As the American public panics over fear that the Ebola virus will spread, the real threat to the United States has been blindly ignored. With only one Ebola-related fatality in our country, a larger issue, one that claims the lives of over 30,000 American citizens annually, persists with little public concern. Firearm-related violence, an issue that affects nearly every community nationwide, is a matter that should be more alarming.

Gun violence is a serious public health epidemic that continues to take the lives of our loved ones. Every day, over 80 innocent men, women, and children are ruthlessly slaughtered by gunfire, and small communities, like Columbine, Aurora and Newtown, become notorious for firearm-related bloodshed. Yet, even with statistics like these, the issue of gun violence appears to be of little concern. Instead Americans irrationally fear the Ebola virus, a pathogen authorities say poses little danger to the public.

To be clear, by no means am I suggesting that Ebola is harmless; it is, in fact, an incredibly dangerous virus that has killed nearly 50 percent of the 10,000-plus people infected.
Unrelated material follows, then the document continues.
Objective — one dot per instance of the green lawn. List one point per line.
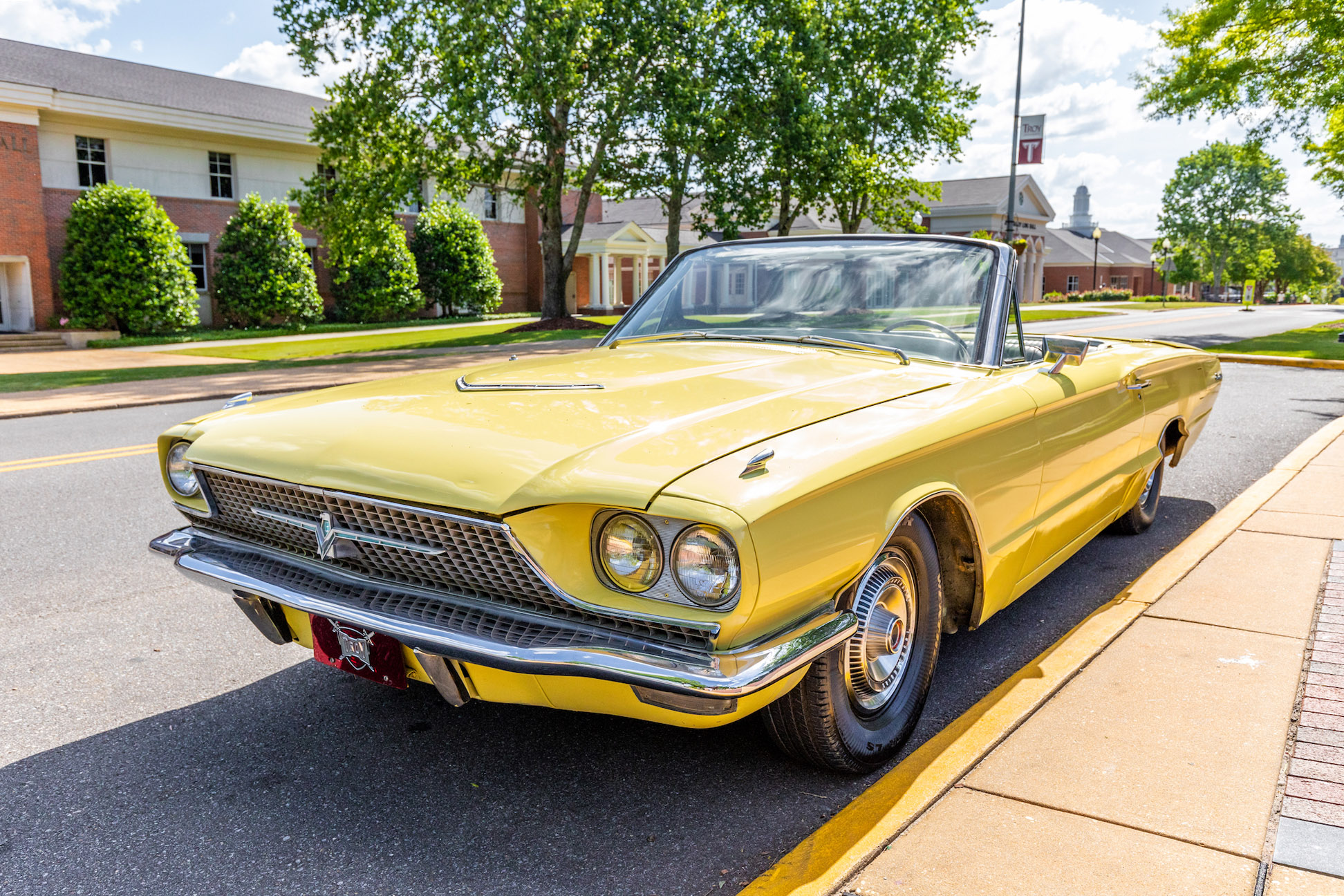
(460, 336)
(1314, 342)
(210, 335)
(270, 356)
Still, with the majority of victims residing in poverty-stricken countries like Liberia, Sierra Leone and Guinea, Ebola is not a serious danger here in the U.S.

The healthcare system in West Africa, unlike that of America, barely exists. This leaves much of the population without access to life-saving treatment and allows the virus to spread exponentially. Poor infrastructure, ethnic burial rituals, numerous rumors and staffing shortages are among the reasons why the virus has run rampant.

In America, gun violence is much more dangerous than Ebola. By the time conservatives finish reading this article, rolling their eyes at yet another liberal advocating for gun control, a gun will wound nearly three individuals and one will succumb to the injuries.

With this in mind, why are Americans not concerned? One can only hope that, sooner rather than later, the number of individuals worried about Ebola will equal the number of those worried about gun violence. Perhaps if this happens, our citizens and our government will feel more compelled to take action against an issue that terrorizes our nation daily.